As eating habits are becoming increasingly fragmented and the traditional meal structure is changing, how can snack brands use experiential marketing to ensure they keep up with the formation of new consumer typologies and behaviours, while effectively communicating core brand and product benefits to a generation increasingly numb to traditional marketing?
The Fast Casual Generation of Millennials is dictating the future of the food industry thanks to their hunger for convenient, healthy and affordable meal options and experiences. Due to busier, urban lifestyles it is no news that people’s eating patterns are shifting from the traditional structure of three meals a day to an all-day eating habit of several smaller meals.
While convenience food once used to be associated with processed food for extended shelf-life, today this is far from the case and with the culinary knowledge of the average consumer on the rise; Millennials are demanding transparency and crave ethically sourced meals, full of flavour. As a result more and more people are becoming aware of the benefits of natural ingredients and brands that bridge the gap between nutrition and indulgence are the big winners.
Additionally, Millennials form a dynamic generation of global foodie explorers with a desire for genuine, organic discovery but with a somewhat polarised attitude, looking for both high engagement experiences and simple solutions to fit in with their high paced lives.

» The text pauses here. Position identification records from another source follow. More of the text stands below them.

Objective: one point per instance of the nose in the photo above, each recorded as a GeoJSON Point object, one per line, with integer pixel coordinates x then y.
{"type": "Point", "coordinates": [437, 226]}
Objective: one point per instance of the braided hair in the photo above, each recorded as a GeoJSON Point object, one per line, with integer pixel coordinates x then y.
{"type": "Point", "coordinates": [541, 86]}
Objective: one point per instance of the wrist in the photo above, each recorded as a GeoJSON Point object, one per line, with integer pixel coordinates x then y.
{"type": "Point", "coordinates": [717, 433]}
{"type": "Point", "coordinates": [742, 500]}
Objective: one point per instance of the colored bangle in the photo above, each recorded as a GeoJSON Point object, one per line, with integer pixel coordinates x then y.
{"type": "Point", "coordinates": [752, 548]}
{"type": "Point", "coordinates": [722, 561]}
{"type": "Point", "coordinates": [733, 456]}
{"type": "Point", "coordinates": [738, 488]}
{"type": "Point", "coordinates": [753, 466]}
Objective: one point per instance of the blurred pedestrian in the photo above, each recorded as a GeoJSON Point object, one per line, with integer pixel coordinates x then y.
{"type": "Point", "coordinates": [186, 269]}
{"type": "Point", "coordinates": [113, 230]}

So how do food brands effectively keep up with these fast changing habits and demands when communicating to a generation for whom traditional mass marketing is dead?
“Consumers who have had a chance to experience or trial a product are 96% more inclined to make a purchase.”
Millennials are experiencing brands as they want, when they want, meaning that brands need to be where the consumers are. Research has shown that consumers who have had a chance to experience or trial a product are 96% more inclined to make a purchase, but these opportunities need to be carefully structured in order to target consumers in the right frame of mind. Consumers are tired of brands constantly vying for their attention; instead they look for deeper connections and don’t mind putting in the effort to seek out these types of experiences. A report by Campaign last year further echoes this when 77% of consumers surveyed stated that being the first to discover something new is of great importance to them.
By creating experiential marketing strategies that allow consumers to, in their own time, interact with brands and products in an authentic and honest manner, powerful memories and stories are formed which as a result get shared with friends and families, helping brands to establish enduring connections with their consumers.
Experiential Marketing comes in many forms; from simple product sampling campaigns to full-blown branded environments at festivals or other targeted foodie events, but whether you are marketing a breakfast bar or a crisp brand, creating meaningful and emotive experiences that resonate, is imperative to successfully connect with younger and future demographics.